# Where were you when the zombie apocalypse started? - WARNING - violence within



## CroZ (May 31, 2012)

No pics if you're worried. 

These are all true stories which have been happening very recently. I'm assuming most of you have heard about the supposed zombie pandemic, the name being pushed by web users and media alike, as violent stories of canibalism and psychotic murders explode all around the world. I'm not posting any links to this just the cliff notes of the news reports coming in. I'll just explaing the situation below and post these random links on the incidents:
Zombie Apocalypse: More Weird Stories Pouring In | WebProNews
The Zombie Apocalypse is here | News24
'Zombie apocalypse' trend eats through the Web - UPI.com
http://www.examiner.com/article/zombie-apocalypse-nj-incident-causes-swat-team-to-decontaminate-from-gorhttp://www.huliq.com/3257/more-stra...an-stabs-himself-throws-own-intestines-policee

The main incident is being blamed on the spread of a new drug, leading some analysts to believe wide spread use of this drug could lead to a legit zombie outbreak as users lose their minds. One analyst said the new drug nicknamed "bath salts" has ten times the effect of cocaine, with elements of LSD. Users are prone to paranoid illusions and gain "super strength" yup, they said that. One man believed he was fighting off an alien army when he burned someone's house down.

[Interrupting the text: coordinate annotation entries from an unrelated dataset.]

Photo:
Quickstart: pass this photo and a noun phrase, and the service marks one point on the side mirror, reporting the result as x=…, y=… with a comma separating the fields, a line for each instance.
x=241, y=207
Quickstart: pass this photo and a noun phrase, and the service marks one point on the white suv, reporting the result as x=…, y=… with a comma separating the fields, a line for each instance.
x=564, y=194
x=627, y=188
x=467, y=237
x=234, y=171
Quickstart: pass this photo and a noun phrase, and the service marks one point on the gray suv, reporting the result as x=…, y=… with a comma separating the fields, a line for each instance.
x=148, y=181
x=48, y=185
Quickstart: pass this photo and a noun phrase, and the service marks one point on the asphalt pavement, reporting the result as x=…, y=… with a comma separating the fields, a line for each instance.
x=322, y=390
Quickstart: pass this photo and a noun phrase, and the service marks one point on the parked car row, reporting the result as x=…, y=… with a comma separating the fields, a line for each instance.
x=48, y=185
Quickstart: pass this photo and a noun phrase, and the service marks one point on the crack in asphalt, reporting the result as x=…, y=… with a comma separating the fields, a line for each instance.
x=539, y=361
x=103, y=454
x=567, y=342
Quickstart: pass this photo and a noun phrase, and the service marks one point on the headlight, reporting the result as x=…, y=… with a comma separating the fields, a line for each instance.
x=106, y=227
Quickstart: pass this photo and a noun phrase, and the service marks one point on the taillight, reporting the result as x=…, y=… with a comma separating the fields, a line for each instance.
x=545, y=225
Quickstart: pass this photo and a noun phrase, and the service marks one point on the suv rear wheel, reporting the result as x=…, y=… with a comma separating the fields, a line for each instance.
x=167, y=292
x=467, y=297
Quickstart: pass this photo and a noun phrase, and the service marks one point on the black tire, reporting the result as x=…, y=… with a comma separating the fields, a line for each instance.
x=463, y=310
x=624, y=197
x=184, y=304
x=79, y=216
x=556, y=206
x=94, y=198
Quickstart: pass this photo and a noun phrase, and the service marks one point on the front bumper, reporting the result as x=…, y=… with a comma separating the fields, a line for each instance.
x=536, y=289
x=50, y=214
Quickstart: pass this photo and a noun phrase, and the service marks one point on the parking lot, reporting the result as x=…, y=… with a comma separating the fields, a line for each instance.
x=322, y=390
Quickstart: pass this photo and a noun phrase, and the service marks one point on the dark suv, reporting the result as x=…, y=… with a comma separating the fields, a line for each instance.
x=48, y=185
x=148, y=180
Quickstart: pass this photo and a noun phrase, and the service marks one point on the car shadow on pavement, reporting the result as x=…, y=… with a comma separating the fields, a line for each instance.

Unless you've been living in a cave you already know that America, and probably the world, is in the beginning stages of a zombie pandemic. The internet is a buzz with claims of on-coming zombie apocalypse. The buzz began when only a short while ago a naked man tackled and ate the face off a homeless man. Police arrived on the scene to find the man eating human flesh, he looked at them and began growling like a monster - witnesses say like a zombie. After the man refused to stop the police opened fire, shooting him 6-12 times. Yes it took up to twelve bullets before the man died.

Since then the internet has exploded with an array of out right disturbing reports of canabilsm and psychotic behavior, much of which is happening in the same state.

First of all, one month before the above attack there was another incident of a naked man trying to bite a passer bye in Miami. Police tased the man but in the end it took 6 officers who beat him with batons while tasing him until he stopped moving. They claimed the man died from a drug over dose. That was the first incident which went much under-reported at the time. Conveniantely this happened around the same time as a chemical leak in a near bye laboratory. Also around this time, in the same area, reports of rabies and cows infected with BSE began popping up. In the same time period a flesh eating virus entered the water supply which killed four people. Hazmat teams have been called in across the city for various chemical leaks, as people begin to come down with mysterious rashes. An entire class of 37 children was evactuated by hazmat teams due to a supposed "pesticide leak."

And here we go with the creepy stuff much of which happened in and around Miami within the same time period:

One day after the homeless man who had his face bitten off is taken to the hospital, a doctor is arrested for dangerous driving. In custody, the docor bashes his own skull off the car door then spits blood at an officer.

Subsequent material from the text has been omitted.